As Barry Van Veen pointed out, if you preserve both the real and imaginary parts, you find that every real valued image produces a frequency domain image with a certain symmetry in frequency space. (Also, you will find that even though you may start with a black-and-white image with values from 0 to 255, the frequency domain image often has both positive and negative real values, positive and negative imaginary values, and values with amplitudes of many thousand). And as he also pointed out, if you preserve that symmetry when you do your filtering, then when you do the inverse transform, the result should be very close to real valued again -- it's often OK to take just the real part as your result.

Yes, F(u,v) is the result from the forward DFT. Yes, for each integer u and each integer v, F(u,v) is a 2-part number with a real and imaginary part, F(u,v) = (a+bj).

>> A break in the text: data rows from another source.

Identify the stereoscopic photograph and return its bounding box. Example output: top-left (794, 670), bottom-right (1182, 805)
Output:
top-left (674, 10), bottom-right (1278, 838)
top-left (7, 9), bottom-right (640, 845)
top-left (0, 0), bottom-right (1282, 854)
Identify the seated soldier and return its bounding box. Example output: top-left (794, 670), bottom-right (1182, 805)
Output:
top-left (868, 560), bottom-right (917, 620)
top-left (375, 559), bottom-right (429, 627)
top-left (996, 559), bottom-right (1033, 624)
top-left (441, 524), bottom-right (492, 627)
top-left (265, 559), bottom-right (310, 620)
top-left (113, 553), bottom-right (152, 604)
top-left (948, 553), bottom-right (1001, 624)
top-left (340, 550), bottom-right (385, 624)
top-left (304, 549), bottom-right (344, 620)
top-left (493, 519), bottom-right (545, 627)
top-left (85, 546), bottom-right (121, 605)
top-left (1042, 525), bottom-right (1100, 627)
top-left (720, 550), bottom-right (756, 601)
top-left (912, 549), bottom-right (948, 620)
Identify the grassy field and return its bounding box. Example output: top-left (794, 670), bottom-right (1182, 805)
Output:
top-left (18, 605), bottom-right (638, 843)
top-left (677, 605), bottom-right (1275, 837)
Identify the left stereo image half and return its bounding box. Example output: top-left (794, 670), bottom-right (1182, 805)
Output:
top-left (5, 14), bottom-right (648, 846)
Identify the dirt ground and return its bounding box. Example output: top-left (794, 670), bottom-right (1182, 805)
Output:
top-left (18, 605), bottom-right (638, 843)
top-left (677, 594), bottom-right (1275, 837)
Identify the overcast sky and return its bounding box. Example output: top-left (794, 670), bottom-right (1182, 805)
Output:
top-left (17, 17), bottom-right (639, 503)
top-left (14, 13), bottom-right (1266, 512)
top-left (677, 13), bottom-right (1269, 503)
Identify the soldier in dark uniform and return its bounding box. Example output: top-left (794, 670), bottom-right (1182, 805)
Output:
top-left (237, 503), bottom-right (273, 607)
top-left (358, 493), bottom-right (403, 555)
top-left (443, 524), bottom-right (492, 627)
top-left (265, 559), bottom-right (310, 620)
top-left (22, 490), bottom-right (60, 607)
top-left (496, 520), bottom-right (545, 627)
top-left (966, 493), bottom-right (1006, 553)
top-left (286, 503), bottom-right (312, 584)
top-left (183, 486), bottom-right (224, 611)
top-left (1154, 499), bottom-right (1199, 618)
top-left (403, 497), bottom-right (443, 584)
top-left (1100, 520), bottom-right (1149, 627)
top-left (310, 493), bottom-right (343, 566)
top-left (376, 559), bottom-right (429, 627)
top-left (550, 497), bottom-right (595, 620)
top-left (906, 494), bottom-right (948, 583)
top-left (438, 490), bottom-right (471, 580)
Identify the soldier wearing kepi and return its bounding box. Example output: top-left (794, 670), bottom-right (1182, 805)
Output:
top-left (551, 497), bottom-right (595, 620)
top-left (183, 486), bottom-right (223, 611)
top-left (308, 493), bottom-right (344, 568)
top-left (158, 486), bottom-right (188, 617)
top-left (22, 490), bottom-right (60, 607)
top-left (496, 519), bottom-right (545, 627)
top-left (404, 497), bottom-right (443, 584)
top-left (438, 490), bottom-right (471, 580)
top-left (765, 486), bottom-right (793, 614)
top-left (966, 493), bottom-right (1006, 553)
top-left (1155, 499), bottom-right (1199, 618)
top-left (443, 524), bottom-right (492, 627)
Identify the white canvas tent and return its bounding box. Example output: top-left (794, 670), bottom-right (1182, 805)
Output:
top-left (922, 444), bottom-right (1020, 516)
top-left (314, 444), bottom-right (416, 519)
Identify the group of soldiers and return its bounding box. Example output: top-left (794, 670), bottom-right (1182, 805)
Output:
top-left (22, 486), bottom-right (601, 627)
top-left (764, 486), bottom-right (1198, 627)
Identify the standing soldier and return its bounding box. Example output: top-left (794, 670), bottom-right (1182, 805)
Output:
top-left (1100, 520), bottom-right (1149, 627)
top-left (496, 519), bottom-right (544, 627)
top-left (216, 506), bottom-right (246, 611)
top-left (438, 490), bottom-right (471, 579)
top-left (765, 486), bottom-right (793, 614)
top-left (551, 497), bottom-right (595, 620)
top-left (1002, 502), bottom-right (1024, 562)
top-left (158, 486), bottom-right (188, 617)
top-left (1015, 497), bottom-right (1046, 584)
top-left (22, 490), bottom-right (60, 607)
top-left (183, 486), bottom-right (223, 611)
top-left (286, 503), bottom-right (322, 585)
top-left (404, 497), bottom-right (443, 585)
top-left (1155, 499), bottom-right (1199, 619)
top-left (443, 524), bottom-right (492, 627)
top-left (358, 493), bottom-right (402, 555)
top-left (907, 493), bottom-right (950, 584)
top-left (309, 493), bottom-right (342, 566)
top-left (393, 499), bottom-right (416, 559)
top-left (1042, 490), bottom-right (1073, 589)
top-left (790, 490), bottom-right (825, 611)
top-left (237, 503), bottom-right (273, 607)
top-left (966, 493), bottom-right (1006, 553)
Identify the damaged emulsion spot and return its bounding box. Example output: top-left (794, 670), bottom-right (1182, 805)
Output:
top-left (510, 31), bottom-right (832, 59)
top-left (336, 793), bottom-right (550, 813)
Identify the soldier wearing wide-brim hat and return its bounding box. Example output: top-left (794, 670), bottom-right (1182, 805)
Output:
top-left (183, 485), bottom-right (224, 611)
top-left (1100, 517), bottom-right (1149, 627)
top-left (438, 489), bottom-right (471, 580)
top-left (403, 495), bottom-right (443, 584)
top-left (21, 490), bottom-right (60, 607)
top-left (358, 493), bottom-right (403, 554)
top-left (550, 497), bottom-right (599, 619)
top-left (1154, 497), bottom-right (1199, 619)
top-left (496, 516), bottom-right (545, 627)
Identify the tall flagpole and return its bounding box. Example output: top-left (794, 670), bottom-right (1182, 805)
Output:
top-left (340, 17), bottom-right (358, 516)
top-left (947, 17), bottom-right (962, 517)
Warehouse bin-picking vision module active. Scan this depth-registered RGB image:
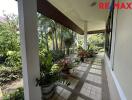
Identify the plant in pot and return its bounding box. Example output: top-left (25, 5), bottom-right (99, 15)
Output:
top-left (58, 58), bottom-right (74, 75)
top-left (36, 52), bottom-right (69, 100)
top-left (36, 52), bottom-right (61, 100)
top-left (78, 50), bottom-right (88, 62)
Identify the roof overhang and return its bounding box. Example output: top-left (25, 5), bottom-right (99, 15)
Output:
top-left (37, 0), bottom-right (108, 34)
top-left (37, 0), bottom-right (83, 34)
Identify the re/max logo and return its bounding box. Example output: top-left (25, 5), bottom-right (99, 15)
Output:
top-left (98, 0), bottom-right (132, 9)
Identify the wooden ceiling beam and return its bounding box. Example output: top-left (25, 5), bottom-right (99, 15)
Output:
top-left (87, 29), bottom-right (105, 34)
top-left (37, 0), bottom-right (84, 35)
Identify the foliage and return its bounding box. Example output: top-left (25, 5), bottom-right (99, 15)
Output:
top-left (78, 50), bottom-right (88, 58)
top-left (64, 29), bottom-right (74, 55)
top-left (39, 51), bottom-right (53, 73)
top-left (0, 66), bottom-right (22, 86)
top-left (36, 51), bottom-right (60, 86)
top-left (51, 50), bottom-right (65, 62)
top-left (0, 15), bottom-right (20, 56)
top-left (0, 14), bottom-right (22, 85)
top-left (5, 51), bottom-right (21, 67)
top-left (58, 58), bottom-right (74, 70)
top-left (3, 87), bottom-right (24, 100)
top-left (88, 34), bottom-right (105, 53)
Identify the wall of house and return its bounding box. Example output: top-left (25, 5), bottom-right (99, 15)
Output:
top-left (105, 0), bottom-right (132, 100)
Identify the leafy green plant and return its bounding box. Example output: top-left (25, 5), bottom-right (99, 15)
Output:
top-left (0, 66), bottom-right (22, 86)
top-left (5, 51), bottom-right (21, 67)
top-left (3, 87), bottom-right (24, 100)
top-left (51, 50), bottom-right (65, 62)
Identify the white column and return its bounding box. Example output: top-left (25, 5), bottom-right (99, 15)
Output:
top-left (18, 0), bottom-right (41, 100)
top-left (83, 21), bottom-right (88, 50)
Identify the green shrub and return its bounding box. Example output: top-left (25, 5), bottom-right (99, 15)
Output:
top-left (0, 66), bottom-right (22, 86)
top-left (3, 87), bottom-right (24, 100)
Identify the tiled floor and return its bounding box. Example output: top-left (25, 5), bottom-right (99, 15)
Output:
top-left (50, 55), bottom-right (110, 100)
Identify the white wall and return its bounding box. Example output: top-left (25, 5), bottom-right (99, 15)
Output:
top-left (114, 0), bottom-right (132, 100)
top-left (105, 0), bottom-right (132, 100)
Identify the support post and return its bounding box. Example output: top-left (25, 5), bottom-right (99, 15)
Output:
top-left (83, 21), bottom-right (88, 50)
top-left (18, 0), bottom-right (41, 100)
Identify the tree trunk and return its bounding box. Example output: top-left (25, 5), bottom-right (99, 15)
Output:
top-left (60, 26), bottom-right (63, 51)
top-left (52, 32), bottom-right (55, 50)
top-left (55, 29), bottom-right (58, 50)
top-left (46, 34), bottom-right (49, 51)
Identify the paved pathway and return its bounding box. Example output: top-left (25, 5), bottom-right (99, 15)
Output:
top-left (50, 55), bottom-right (110, 100)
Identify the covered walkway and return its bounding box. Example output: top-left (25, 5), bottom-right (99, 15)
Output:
top-left (52, 55), bottom-right (110, 100)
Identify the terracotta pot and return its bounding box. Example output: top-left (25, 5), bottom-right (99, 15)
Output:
top-left (80, 57), bottom-right (84, 62)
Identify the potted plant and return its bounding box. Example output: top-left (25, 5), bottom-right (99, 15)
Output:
top-left (58, 58), bottom-right (74, 74)
top-left (78, 50), bottom-right (88, 62)
top-left (36, 52), bottom-right (61, 100)
top-left (36, 52), bottom-right (69, 100)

You might find the following links relevant:

• "Kevin Cowtan's Picture Book of Fourier Transforms" http://www.ysbl.york.ac.uk/~cowtan/fourier/fourier.html
• "Steve on Image Processing" http://blogs.mathworks.com/steve/2013/06/25/homomorphic-filtering-part-1/
• "Basic Physics of Nuclear Medicine/Fourier Methods" https://en.wikibooks.org/wiki/Basic_Physics_of_Nuclear_Medicine/Fourier_Methods
• "Multidimensional FFTs" https://en.wikipedia.org/wiki/Fast_Fourier_transform#Multidimensional_FFTs
• "Multidimensional DFT" https://en.wikipedia.org/wiki/Discrete_Fourier_transform#Multidimensional_DFT
• "Fourier Transform and Frequency Domain Filter Design" http://www.gergltd.com/cse485/project3/
• Paul Bourke "2 Dimensional FFT" (has 2D FFT source code in C) http://paulbourke.net/miscellaneous/dft/
• "FFT Source Code" http://www.fftw.org/links.html

As you probably already know, most programmers that need to sort something use a standard off-the-shelf sorting library rather than carefully crafting yet another sort() routine from scratch. Also, most programmers that need to do a DFT use a standard off-the-shelf FFT library.